No he said rods and he means rods (connecting rods). Where are you getting this information about valves from? Stock valve-train is good for any kind of power output but becomes less efficient and reliable approaching silly power (500's) where a Supertech valve-train would be better suited.


----------



## infidel.uk

looks like a blunder on my part then for misreading or just being a twat , lol

my bad :lol:


----------



## Gonzalo1495

Stage 2.5 = WI + Boost Controller + any stage 2 tune = hybrid like performance for far less


----------



## Mondo

... or WMI _and_ a hybrid. :wink:


----------



## 3TT3

I see what you guys are saying but, backtrack a little or look at it in another way.
Standard turbo wi standard bits(everything) is good for lets be optimistic and say 270 bhp yes?(stage one tune/remap)

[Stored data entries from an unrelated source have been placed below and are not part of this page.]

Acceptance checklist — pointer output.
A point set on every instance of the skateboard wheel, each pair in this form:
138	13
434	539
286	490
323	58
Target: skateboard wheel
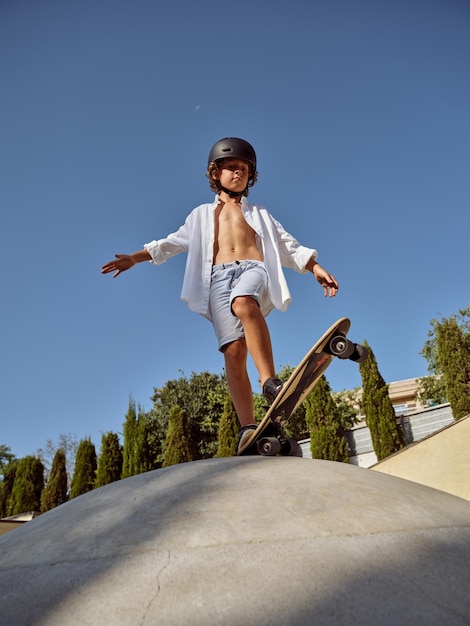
292	448
269	446
341	347
360	353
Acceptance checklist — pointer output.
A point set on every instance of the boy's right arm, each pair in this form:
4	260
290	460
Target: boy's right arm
123	262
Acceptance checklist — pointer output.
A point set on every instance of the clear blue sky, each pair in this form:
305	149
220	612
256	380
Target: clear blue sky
359	113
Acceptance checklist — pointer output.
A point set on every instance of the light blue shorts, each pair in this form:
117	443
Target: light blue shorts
229	281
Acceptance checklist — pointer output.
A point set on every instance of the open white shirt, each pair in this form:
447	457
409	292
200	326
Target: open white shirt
196	237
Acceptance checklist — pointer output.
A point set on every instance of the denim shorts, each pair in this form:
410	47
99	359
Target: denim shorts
228	281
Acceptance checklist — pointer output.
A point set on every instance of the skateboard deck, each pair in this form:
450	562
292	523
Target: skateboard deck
268	439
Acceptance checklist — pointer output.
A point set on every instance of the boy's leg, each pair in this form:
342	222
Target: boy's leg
258	340
235	355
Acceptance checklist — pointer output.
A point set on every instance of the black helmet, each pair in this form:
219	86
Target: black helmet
232	147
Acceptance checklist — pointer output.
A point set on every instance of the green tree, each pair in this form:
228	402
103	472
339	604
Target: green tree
109	461
228	430
27	486
130	439
6	457
84	474
387	436
326	431
201	397
67	443
138	455
177	448
9	473
55	491
447	351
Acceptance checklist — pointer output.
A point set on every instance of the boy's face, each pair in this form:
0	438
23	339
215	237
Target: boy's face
233	174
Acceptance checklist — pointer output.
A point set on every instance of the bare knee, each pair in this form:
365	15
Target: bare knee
235	352
245	306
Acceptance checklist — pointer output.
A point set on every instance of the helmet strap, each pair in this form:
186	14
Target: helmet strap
231	194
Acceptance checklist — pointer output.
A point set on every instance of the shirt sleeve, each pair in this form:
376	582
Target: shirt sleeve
162	249
292	254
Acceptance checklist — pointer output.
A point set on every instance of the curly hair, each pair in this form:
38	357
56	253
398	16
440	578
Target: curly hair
214	183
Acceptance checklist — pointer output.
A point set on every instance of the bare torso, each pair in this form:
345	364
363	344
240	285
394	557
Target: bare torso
234	239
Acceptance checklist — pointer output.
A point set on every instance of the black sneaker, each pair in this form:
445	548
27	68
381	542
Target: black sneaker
245	433
271	388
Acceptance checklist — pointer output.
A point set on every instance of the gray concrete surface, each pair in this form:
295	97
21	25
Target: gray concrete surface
275	541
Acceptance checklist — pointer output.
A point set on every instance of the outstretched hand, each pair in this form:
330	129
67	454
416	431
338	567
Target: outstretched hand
121	263
327	281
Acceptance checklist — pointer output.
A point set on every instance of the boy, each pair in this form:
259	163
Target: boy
234	273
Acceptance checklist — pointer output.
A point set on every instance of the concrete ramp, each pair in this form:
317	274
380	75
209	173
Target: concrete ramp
237	541
442	460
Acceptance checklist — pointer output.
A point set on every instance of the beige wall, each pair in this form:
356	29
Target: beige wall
441	461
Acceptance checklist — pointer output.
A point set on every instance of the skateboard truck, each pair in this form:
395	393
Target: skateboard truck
341	347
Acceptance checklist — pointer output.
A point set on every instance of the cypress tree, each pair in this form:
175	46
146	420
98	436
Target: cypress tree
228	430
55	491
84	474
109	461
387	436
27	486
9	473
177	449
454	361
130	436
326	431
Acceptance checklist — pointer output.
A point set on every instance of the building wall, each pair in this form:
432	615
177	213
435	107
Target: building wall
441	460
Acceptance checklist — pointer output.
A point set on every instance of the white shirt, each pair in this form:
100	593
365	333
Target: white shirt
196	237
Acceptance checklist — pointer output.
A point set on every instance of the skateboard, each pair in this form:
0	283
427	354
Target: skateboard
268	439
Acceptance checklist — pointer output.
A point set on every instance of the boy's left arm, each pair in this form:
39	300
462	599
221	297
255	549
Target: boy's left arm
327	281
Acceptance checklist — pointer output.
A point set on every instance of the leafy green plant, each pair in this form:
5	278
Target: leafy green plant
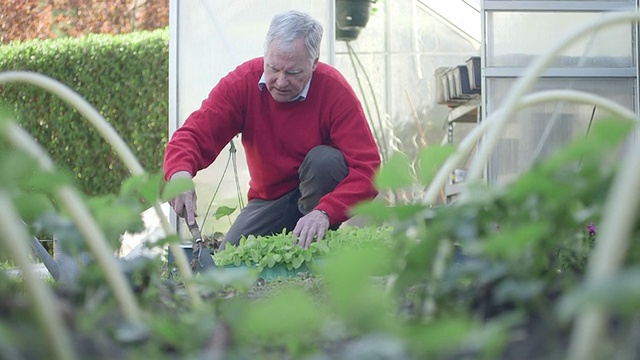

Spend hundreds on non turbo bits and maybe pay to remap each time with each part ,whatever it is,youre still on the K04 limitation Call it stage 1+ if you like 
The proprietary "stage 2" seems to consist of ,buy bits n remap and maybe on a v good day youll get another 20 bhp over normal stage 1 on the standard turbo.

Whereas if you buy a "real turbo upgrade" you might be able to get 290 right away with a remap rather than prat around with other stuff.
Ok lets say you dont get 290 bhp straight away with your upgraded mark x turbo(good for 300-350 bhp), on standard bits n pieces.
Then you go TIP or downpipe or uprated injectors / fuel pump,fmic and all the goodies , or one at a time: but in this case you shouldnt be playing around with a bhp here or there for each 100 quid component upgrade.

I cant see the logic of applying bits which just push the standard turbo to its choking point, unless theyre free.

Sounds stoopid I know, coming from somebody who has already spent on a TIP(which needed correction) and a dw pump, which may not be all that great compared to an inline pump.
An airbox mod ..well thas ok ,you can allways block it off again and it costs nothing.

Me , my standard turbo seems to be delivering its output still and 29 psi(unfortunately at a rev range where I dont need it :lol: ,toned down with mbc)
Will it deliver that at 6000 rpm.. not a chance, or why would there be a need to change it ) so essentially Im gonna shut down on more tuning(for tonight :lol: ),unless I go for a bigger/hybrid,twin turbo or some turbo upgrade.


----------



## Street Fighter

Dose a stage 1 make much difference to a QS 240?


----------



## Delta4

Street Fighter said:


> Dose a stage 1 make much difference to a QS 240?


An extra 20 bhp minimum is easily available, then your on a slippery slope if the more power bug gets hold of you :lol:


----------